Dopo aver sbrigato le consuete pratiche di registrazione presso l’accredito, dopo un’attesa di circa un’ora, finalmente giunge il mio turno: il responsabile della gestione “piloti” mi apre la portiera della splendida F430 spider, io, con il cuore a mille ed un’aria da ebete, dopo una lieve contorsione, mi “incastro” nell’avvolgente sedile racing a pochi centimetri dal suolo.
Vengo subito colpito da un dettaglio, diciamolo pure, insolito, divenuto sempre più raro negli ultimi anni sulle GT: l’auto oggetto della prova era equipaggiata con cambio manuale. Ebbene sì, la sorpresa è stata eclatante anche per me. Mi aspettavo di armeggiare come i paddles al volante ed, invece, mi toccava azionare frizione e cambio. Tuttavia, ammetto di aver benedetto la sorte: dopo aver guidato i più moderni doppia frizione ero curioso di guidare un bolide da 490 cv con la tradizionale trasmissione.
Lungi dal voler suscitare un dibattito acceso su quale tipologia di trasmissione sia preferibile su un’auto del genere, devo ammettere che guidare la leva del cambio nella griglia di selezione è stato stupendo. Certo, bisogna applicare una buona dose di forza per azionarla in quanto gli innesti risultano sì molto precisi, secchi, ma decisamente duretti; inoltre, la frizione, dall’escursione molto ridotta, è molto pesante da pigiare. Necessaria, dunque, una guida “maschia”.
Dopo gli inevitabili suggerimenti dell’istruttore, innesto la prima marcia: con grande naturalezza trovo senza difficoltà il punto di innesto, per cui la partenza risulta dolce, senza strattoni, grazie ad una frizione molto precisa e modulabile. Dopo pochi metri, su indicazioni del copilota, innesto la seconda e successivamente la terza, la marcia principale da tenere in circuito.
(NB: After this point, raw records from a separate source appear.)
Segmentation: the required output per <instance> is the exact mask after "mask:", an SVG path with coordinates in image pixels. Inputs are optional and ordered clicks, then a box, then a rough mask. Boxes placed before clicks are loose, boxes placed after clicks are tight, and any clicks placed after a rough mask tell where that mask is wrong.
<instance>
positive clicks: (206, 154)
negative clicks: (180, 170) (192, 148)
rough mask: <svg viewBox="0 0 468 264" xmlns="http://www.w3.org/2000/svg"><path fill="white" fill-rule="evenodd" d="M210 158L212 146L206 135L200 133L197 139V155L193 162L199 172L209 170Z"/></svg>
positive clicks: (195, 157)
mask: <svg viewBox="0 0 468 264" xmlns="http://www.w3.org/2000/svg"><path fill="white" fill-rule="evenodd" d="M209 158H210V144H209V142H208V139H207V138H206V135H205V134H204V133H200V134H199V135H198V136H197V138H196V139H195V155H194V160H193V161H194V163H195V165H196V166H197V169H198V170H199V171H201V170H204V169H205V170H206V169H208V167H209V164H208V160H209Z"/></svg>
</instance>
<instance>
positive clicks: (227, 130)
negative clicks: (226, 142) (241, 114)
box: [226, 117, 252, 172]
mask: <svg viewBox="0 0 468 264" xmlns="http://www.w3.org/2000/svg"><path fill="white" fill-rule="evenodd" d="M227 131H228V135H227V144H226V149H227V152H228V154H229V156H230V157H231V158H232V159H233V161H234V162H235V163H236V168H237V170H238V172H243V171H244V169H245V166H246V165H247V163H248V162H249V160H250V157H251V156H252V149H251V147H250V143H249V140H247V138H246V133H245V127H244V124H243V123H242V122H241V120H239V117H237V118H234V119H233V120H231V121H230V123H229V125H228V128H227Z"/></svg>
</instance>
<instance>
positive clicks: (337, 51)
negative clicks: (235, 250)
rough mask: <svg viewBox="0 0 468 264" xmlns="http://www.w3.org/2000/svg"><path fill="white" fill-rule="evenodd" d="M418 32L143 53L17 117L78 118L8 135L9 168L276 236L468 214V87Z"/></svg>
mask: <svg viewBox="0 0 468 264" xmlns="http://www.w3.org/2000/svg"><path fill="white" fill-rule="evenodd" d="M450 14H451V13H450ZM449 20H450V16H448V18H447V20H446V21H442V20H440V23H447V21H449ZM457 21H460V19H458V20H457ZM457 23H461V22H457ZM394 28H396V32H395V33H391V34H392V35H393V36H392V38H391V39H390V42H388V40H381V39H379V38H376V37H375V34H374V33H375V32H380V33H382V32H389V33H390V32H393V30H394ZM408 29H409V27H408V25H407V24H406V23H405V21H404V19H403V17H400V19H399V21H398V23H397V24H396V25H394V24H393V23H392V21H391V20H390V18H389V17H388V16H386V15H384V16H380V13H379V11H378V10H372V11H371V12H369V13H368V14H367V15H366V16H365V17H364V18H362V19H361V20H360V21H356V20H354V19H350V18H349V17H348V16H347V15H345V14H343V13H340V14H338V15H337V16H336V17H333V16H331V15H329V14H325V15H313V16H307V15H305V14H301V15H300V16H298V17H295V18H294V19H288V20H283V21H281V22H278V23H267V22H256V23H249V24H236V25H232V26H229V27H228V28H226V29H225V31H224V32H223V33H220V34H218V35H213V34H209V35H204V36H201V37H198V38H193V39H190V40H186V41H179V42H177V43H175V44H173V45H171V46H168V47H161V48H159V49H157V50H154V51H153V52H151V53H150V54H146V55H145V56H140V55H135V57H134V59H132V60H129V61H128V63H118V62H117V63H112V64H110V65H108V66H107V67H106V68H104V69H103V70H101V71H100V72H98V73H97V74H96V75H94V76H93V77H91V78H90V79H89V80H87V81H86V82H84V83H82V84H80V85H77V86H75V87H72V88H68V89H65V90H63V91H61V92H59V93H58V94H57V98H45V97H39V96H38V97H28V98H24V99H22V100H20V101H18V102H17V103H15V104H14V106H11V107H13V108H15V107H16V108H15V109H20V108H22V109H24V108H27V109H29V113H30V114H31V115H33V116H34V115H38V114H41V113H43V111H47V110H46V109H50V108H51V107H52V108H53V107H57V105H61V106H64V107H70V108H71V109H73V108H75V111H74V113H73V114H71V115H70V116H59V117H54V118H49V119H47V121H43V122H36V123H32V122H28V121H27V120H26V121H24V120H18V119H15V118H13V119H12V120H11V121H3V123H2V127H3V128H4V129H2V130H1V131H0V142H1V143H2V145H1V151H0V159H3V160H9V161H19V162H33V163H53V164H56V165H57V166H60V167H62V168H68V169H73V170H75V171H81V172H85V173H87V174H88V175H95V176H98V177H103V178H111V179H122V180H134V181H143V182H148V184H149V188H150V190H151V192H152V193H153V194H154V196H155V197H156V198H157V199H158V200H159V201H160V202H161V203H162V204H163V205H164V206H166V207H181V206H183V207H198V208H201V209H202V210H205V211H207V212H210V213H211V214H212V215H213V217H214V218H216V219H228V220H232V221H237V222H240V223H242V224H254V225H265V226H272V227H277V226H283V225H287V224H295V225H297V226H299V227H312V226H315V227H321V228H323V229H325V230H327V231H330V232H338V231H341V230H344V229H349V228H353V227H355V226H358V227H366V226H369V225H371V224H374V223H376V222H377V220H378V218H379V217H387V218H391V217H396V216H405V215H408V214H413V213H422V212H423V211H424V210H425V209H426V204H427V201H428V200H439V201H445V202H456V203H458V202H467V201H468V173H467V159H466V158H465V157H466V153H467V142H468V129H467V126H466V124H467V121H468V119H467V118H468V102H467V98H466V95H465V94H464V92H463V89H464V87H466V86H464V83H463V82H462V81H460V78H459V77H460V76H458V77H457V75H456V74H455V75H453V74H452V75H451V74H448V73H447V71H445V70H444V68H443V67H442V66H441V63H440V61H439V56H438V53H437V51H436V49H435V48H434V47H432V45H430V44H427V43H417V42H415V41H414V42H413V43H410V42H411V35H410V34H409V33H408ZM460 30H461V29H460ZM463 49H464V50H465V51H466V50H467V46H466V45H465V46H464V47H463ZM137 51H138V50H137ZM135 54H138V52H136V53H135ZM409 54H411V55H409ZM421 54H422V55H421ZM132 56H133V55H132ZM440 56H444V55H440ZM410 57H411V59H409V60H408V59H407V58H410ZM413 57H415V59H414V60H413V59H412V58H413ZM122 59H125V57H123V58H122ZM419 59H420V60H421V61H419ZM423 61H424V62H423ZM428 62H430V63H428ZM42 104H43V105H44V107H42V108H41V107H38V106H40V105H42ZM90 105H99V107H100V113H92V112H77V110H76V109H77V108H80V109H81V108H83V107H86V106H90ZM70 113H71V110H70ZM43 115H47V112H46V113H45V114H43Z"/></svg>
Già dai primi metri apprezzo la precisione del volante, dal carico giustamente elevato che mi trasmettere, fin da subito, un eccezionale feedback. Forte di ciò inizio ad aumentare l’andatura: dopo la seconda curva a destra mi si profila un lungo rettilineo: frusto l’acceleratore, ma non riscontro una reazione di rilievo: sono in terza, decisamente sottocoppia: il motore sembra “docile”, sale progressivamente di giri ma, poi, una volta varcata la soglia dei 4500/5000, esplode con un allungo entusiasmante, accompagnato da una sonorità unica, indescrivibile, da far rizzare i peli. Il sound Ferrari è davvero straordinario, inimitabile, irraggiungibile. Su invito del copilota innesto anche la quarta che, tuttavia, non riesco a tirare più di tanto.
Cento metri prima della fine del rettilineo, all’altezza di due birilli laterali che indicano il punto di frenata, ho modo di saggiare l’impianto frenante: assolutamente eccezionale. Mi colpisce la straordinaria potenza frenante e, soprattutto, lo splendido feedback del pedale, durissimo da azionare; si tratta di un comando veramente racing, distante anni luce da quello Porsche e Lamborghini, decisamente “molliccio”, a mio avviso, eccessivamente “stradale”. Finalmente, un pedale che va pestato come si deve, dalla corsa ridotta e senza bite iniziale. Non oso immaginare cosa è in grado di fare un impianto carboceramico.
Nonostante il circuito, per meglio dire, il kartodromo, per le sue caratteristiche, non fosse adatto a sfoderare in toto le sue superlative potenzialità, la F430 spider ha mostrato una certa agilità: sembrava molto più a suo agio, anche nelle curve strette, rispetto alla Lamborghini Gallardo, maggiormente tendente al sottosterzo.